Sul terreno proseguono senza interruzione le operazioni di bonifica, considerate decisive per scongiurare una ripartenza delle fiamme. Sul versante di Bagno continuano a lavorare i Vigili del Fuoco, i volontari della Protezione Civile e i militari dell'Esercito, impegnati anche nella realizzazione di una linea tagliafuoco per mettere definitivamente in sicurezza l'area. A Roio, invece, rimangono soltanto alcuni focolai isolati, mentre il fronte che nei giorni scorsi minacciava le praterie si è progressivamente ridotto.

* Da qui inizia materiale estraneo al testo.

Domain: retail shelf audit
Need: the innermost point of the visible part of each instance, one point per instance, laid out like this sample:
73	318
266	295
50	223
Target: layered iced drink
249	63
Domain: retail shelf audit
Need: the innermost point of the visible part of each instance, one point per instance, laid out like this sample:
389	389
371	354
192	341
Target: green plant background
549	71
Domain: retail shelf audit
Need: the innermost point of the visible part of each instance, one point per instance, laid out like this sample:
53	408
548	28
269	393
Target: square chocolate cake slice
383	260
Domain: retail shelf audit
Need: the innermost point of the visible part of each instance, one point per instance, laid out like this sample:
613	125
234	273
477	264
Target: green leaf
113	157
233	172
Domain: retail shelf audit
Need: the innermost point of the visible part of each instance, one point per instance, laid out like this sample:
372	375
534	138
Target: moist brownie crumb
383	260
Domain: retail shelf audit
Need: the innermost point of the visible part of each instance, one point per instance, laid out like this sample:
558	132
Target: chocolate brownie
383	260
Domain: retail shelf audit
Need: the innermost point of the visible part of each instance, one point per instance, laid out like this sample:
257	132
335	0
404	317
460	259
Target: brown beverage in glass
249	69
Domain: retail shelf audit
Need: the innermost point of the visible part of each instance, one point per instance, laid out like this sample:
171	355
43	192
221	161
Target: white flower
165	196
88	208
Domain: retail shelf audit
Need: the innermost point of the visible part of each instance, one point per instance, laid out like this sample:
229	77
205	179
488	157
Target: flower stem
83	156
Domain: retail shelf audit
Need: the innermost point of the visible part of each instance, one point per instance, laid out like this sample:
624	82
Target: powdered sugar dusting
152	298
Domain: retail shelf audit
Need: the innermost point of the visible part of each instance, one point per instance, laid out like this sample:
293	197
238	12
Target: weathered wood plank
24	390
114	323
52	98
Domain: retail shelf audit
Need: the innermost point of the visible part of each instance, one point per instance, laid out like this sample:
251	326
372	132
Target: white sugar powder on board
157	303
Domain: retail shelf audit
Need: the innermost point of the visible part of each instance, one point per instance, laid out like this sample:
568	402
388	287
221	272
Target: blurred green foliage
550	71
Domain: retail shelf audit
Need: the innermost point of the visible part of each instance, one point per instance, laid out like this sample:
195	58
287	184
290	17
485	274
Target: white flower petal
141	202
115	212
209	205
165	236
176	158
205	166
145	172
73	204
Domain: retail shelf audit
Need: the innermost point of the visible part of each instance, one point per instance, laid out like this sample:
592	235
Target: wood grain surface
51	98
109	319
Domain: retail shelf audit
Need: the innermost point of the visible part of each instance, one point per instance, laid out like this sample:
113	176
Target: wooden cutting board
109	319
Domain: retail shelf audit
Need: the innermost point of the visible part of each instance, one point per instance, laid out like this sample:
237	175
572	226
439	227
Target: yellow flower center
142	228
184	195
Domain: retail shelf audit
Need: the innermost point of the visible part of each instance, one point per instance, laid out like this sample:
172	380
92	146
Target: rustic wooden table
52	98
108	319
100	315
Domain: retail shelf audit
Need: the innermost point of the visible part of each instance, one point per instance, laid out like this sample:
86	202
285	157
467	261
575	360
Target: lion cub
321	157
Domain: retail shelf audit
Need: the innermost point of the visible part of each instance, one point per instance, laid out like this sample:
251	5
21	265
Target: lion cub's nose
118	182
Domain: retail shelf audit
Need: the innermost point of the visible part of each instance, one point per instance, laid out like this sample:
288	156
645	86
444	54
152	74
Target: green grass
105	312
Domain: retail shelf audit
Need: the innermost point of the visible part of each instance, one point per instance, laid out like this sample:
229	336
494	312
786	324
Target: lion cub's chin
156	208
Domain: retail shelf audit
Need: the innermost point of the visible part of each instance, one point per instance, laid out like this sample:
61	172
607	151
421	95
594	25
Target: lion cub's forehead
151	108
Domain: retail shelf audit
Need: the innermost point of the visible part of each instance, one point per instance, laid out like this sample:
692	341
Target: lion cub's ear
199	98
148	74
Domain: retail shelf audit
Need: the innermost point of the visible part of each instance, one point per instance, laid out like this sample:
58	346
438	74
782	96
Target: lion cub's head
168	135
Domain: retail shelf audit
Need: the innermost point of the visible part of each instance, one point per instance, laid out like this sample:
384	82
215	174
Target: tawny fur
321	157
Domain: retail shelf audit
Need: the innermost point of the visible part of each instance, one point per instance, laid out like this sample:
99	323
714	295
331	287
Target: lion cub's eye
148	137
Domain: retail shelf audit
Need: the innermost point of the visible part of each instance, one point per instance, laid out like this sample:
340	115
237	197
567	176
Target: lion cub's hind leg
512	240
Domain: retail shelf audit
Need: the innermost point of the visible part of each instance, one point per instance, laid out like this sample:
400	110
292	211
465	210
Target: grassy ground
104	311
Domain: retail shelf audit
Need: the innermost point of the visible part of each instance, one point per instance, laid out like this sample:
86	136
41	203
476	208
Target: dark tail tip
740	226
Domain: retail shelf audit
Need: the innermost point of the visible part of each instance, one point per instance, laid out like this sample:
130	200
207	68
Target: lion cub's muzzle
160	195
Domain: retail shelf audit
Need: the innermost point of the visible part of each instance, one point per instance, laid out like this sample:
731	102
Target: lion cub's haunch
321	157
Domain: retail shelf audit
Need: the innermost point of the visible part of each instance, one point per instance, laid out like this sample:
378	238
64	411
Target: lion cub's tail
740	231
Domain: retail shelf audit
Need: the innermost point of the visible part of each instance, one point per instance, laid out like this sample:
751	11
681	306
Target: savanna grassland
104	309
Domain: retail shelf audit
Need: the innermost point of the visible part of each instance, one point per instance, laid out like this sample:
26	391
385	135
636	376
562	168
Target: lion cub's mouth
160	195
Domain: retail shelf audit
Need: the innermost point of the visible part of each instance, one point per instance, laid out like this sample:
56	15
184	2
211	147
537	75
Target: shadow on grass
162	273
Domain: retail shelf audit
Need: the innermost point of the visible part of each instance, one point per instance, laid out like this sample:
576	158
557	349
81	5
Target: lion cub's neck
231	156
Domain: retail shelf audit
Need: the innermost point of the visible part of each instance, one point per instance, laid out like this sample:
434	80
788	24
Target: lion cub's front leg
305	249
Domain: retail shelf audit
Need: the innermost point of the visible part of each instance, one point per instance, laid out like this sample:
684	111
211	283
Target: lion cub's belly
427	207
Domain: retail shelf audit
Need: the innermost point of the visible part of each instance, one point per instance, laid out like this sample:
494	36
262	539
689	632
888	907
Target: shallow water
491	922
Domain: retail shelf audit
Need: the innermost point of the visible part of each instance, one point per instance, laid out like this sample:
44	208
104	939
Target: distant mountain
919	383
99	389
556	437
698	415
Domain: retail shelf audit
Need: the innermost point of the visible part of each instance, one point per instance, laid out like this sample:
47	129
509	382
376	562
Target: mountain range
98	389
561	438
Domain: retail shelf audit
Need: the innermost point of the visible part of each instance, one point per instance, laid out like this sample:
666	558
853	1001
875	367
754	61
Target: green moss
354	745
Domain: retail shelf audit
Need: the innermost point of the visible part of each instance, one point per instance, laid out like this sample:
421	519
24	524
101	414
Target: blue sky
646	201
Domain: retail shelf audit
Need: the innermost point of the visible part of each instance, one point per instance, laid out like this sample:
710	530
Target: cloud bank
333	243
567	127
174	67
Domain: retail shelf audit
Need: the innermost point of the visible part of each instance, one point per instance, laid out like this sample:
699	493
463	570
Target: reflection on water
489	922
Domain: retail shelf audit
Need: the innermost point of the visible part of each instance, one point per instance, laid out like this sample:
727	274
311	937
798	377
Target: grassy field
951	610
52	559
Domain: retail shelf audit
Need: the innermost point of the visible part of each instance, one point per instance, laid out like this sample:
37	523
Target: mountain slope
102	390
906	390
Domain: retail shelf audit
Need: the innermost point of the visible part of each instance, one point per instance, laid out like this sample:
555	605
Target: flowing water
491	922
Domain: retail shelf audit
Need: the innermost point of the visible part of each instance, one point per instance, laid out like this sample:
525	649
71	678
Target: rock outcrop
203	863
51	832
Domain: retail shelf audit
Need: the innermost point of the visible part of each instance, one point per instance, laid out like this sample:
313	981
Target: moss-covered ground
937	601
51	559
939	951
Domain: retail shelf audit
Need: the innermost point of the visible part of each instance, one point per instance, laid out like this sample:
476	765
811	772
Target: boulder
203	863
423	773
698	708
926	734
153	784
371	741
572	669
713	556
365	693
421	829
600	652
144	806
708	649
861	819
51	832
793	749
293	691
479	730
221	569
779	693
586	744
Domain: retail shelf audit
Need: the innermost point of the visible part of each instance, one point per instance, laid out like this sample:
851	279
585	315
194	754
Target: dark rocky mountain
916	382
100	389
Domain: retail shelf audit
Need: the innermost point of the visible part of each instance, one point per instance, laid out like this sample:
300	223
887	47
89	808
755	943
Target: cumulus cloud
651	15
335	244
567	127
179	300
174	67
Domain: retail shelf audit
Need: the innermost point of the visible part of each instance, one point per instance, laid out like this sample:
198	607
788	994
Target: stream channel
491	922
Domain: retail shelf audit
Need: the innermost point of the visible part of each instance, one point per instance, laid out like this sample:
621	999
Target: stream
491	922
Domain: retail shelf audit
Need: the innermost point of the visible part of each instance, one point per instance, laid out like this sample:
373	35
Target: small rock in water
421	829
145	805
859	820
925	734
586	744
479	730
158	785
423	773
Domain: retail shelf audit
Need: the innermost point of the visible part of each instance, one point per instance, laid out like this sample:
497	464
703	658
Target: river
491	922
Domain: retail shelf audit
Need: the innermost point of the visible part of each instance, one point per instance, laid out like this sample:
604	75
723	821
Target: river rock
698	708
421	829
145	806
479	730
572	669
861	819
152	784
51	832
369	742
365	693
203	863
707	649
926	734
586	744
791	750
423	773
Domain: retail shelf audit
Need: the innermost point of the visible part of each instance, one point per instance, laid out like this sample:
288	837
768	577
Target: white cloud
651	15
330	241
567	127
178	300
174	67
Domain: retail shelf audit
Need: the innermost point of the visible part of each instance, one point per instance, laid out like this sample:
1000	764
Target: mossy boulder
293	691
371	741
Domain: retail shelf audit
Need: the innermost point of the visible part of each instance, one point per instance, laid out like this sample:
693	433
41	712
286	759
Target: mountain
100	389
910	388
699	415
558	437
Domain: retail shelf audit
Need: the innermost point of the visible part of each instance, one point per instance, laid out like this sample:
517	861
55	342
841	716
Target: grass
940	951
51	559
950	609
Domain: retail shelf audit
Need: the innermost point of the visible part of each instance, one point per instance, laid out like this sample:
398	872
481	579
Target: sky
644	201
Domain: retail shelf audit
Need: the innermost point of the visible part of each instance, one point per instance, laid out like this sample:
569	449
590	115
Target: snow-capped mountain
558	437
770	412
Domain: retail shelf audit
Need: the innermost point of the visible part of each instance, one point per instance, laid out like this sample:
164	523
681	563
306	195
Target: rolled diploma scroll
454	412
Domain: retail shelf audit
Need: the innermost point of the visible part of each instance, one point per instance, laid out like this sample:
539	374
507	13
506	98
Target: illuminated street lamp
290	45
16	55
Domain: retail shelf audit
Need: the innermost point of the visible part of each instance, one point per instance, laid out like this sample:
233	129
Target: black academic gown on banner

Le operazioni restano particolarmente complesse a causa della conformazione del territorio. In molte zone interessate dall'incendio i mezzi terrestri non riescono ad arrivare e il supporto dei velivoli continua a essere fondamentale per raggiungere i versanti più impervi. Proprio questa difficoltà logistica ha reso necessario, nei giorni più critici, un massiccio impiego di uomini e mezzi coordinati dalla Protezione Civile.
Parallelamente proseguono anche le indagini della Polizia di Stato sull'innesco rinvenuto in località Ceracittu, nei pressi di Roio Piano. Gli investigatori stanno cercando di accertare l'origine dell'incendio e verificare eventuali responsabilità. Nelle ultime quarantotto ore il vento aveva infatti alimentato una nuova avanzata delle fiamme proprio quando la situazione sembrava ormai vicina alla normalizzazione.
L'emergenza non riguarda soltanto Lucoli. Sempre nell'Aquilano, anche il rogo sviluppatosi nel territorio di Rocca di Mezzo, sull'Altopiano delle Rocche, appare ormai sotto controllo grazie al lavoro congiunto di Vigili del Fuoco, Protezione Civile, volontari e mezzi aerei. Nelle ore notturne, quando Canadair ed elicotteri non possono operare, il presidio è affidato esclusivamente alle squadre di terra, impegnate nel monitoraggio costante dei punti più sensibili.
Nonostante il miglioramento del quadro generale, le autorità mantengono alta l'attenzione. Le prossime ore saranno decisive per dichiarare definitivamente conclusa l'emergenza, mentre le bonifiche continueranno fino a quando ogni focolaio sarà completamente spento e il rischio di nuove riaccensioni potrà considerarsi definitivamente superato.